It can be easier to take a car for granted when you’re young and learning to drive. After all, Mom and Dad already did the financial heavy lifting of purchasing, maintaining, insuring, and – in some cases – fueling the car. While these young drivers might need to spend a twenty now and again to cover extra gas costs, they don’t truly feel the pinch of automobile costs until the end of college rolls around and they realize that they can’t keep their parents’ SUV forever. Instead, they need to crunch their budgets to see if they can afford to own and keep a car without their parents’ help. In this blog post, I’ll discuss the relative merits of buying a car versus leasing one.
Leasing has its perks. Under a lease, drivers can take a new car home every two to three years while paying lower monthly fees than the average auto loan demands. Because the car is newer, it will have fewer mechanical problems and remain under warranty for the duration of a term. Leasing will thus cost you less in expensive maintenance than a comparatively priced older car might if you bought it outright. With a lease, you also don’t need to worry about offloading your car when you want a new one; you simply trade it in for a newer model at the term of your lease agreement expires.
Leasing may not be for everyone, however. While a lease gives you possession of the car, it does not give you ownership. Lessees are not permitted to alter or damage the car in any way, even if the change is a simple paint job customization. Drivers must keep the cars in top condition and mind their mileage limits; otherwise, they might find themselves holding pricy wear and tear fees when they return the leased vehicle. In the end, signing a lease simply may not make financial sense. While the monthly bill for a lease is typically less than what a car loan would demand, leases often cost more in the long run when those monthly payments are added up – and backing out early isn’t usually an option. Leases tend to include penalties against early termination in the fine print.
Who doesn’t want to own their car outright? Car ownership allows drivers the right to customize and drive their vehicles without needing to mind mileage limits or vehicle quality. By keeping the same car over a period of years, owners spread out the cost to be significantly less than the total bill of a lease.
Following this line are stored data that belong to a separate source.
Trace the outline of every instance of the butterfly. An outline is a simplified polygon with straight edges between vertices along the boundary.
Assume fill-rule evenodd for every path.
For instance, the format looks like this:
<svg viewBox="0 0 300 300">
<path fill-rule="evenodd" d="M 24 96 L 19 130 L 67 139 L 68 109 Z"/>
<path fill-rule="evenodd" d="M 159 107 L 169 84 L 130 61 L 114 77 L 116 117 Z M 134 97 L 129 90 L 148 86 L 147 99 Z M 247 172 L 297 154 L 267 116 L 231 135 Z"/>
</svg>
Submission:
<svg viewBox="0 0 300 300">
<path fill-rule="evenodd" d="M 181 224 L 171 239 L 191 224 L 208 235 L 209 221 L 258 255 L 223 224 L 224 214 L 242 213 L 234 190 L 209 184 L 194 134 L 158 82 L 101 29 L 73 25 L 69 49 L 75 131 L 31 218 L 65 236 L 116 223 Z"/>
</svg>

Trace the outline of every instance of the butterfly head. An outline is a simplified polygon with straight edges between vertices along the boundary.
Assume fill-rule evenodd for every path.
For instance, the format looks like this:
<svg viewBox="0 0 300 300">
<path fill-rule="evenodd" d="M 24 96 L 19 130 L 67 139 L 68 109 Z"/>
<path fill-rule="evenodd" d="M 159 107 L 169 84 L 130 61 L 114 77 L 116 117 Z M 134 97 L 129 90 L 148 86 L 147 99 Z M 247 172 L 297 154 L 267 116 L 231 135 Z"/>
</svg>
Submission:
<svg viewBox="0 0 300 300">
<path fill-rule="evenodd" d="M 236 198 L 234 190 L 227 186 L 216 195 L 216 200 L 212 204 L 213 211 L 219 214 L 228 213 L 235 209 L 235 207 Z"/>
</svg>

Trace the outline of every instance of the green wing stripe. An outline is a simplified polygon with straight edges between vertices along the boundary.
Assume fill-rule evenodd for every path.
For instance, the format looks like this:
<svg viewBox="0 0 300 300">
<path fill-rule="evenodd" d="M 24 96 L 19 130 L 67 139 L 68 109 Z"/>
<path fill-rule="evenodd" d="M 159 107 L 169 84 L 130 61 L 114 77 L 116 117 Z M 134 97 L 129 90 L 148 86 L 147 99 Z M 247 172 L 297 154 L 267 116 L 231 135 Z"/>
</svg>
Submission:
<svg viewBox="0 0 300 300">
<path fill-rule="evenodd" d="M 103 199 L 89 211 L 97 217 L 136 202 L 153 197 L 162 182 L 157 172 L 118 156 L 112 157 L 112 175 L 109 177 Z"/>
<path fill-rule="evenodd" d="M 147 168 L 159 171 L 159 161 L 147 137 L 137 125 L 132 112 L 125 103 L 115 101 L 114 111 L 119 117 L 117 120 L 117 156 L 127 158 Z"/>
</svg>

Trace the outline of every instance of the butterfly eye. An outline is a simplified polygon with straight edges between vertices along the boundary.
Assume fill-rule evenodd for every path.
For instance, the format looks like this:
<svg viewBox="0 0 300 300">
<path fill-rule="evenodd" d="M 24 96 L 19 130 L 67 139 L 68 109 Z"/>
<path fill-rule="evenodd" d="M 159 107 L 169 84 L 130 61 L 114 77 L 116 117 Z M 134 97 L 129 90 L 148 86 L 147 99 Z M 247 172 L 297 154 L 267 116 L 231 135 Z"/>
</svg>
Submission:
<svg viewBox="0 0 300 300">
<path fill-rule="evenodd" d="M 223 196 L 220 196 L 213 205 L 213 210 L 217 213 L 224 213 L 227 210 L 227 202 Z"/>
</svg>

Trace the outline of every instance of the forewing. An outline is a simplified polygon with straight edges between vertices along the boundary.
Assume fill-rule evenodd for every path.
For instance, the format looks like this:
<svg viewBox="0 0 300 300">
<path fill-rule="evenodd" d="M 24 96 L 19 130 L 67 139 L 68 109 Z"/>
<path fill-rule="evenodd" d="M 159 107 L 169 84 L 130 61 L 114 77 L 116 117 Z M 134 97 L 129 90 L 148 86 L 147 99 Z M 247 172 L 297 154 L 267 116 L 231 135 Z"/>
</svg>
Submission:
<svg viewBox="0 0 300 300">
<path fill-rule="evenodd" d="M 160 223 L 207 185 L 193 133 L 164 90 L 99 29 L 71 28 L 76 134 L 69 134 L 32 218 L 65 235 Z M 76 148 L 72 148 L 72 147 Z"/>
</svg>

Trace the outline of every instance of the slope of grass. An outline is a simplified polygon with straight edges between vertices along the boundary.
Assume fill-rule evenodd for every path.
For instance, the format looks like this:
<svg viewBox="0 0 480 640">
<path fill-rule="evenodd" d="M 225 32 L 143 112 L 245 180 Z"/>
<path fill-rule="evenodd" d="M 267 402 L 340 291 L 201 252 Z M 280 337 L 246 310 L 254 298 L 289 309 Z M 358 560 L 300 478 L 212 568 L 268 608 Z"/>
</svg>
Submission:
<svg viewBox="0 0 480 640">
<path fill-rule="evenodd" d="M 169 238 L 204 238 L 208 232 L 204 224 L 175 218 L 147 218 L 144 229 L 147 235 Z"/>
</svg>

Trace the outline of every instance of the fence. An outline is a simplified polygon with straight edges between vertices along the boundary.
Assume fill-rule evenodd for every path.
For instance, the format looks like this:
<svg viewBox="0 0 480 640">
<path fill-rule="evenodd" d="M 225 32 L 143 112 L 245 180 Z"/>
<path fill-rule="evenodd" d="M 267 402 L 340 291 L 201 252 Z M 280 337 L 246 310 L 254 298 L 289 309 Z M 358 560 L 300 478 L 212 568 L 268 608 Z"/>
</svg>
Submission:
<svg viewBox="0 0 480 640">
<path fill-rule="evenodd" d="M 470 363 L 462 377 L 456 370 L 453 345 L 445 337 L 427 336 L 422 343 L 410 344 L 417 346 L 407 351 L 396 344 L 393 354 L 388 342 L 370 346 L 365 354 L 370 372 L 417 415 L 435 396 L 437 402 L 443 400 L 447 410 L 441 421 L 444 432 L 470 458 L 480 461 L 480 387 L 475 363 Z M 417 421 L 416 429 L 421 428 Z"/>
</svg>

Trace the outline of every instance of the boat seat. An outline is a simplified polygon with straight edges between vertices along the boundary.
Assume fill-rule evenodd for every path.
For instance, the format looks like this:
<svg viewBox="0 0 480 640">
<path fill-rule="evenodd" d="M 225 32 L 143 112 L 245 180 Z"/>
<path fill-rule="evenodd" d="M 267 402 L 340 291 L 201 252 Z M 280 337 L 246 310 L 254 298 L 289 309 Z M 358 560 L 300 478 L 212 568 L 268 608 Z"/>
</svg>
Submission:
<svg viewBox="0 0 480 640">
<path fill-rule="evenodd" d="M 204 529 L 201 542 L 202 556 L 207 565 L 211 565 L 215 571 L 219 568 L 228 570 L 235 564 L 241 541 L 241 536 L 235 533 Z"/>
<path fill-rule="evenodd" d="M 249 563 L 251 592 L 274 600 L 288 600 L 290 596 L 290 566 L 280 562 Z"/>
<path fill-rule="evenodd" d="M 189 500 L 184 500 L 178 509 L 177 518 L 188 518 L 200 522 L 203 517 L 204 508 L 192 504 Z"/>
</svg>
Car owners don’t have the baked-in perks of a lease. When a bought-and-sold car’s warranty runs out, the weight of maintenance costs falls squarely on the owner’s shoulders – and depending on the age of the car and the nature of the problem, these issues can become expensive. In the short term, car owners also face higher monthly bills for their car loans. If they decide to sell their car, the responsibility of finding a buyer and filing the proper paperwork is entirely their responsibility.
In the end, the decision comes down to the individual situation. What are the driver’s finances? Can they afford the monthly expense of a lease, but not the heftier burden of a car loan? Does their daily commute to work push their mileage count above what a lease would allow? All of these questions need to be asked and considered before a driver makes their final decision.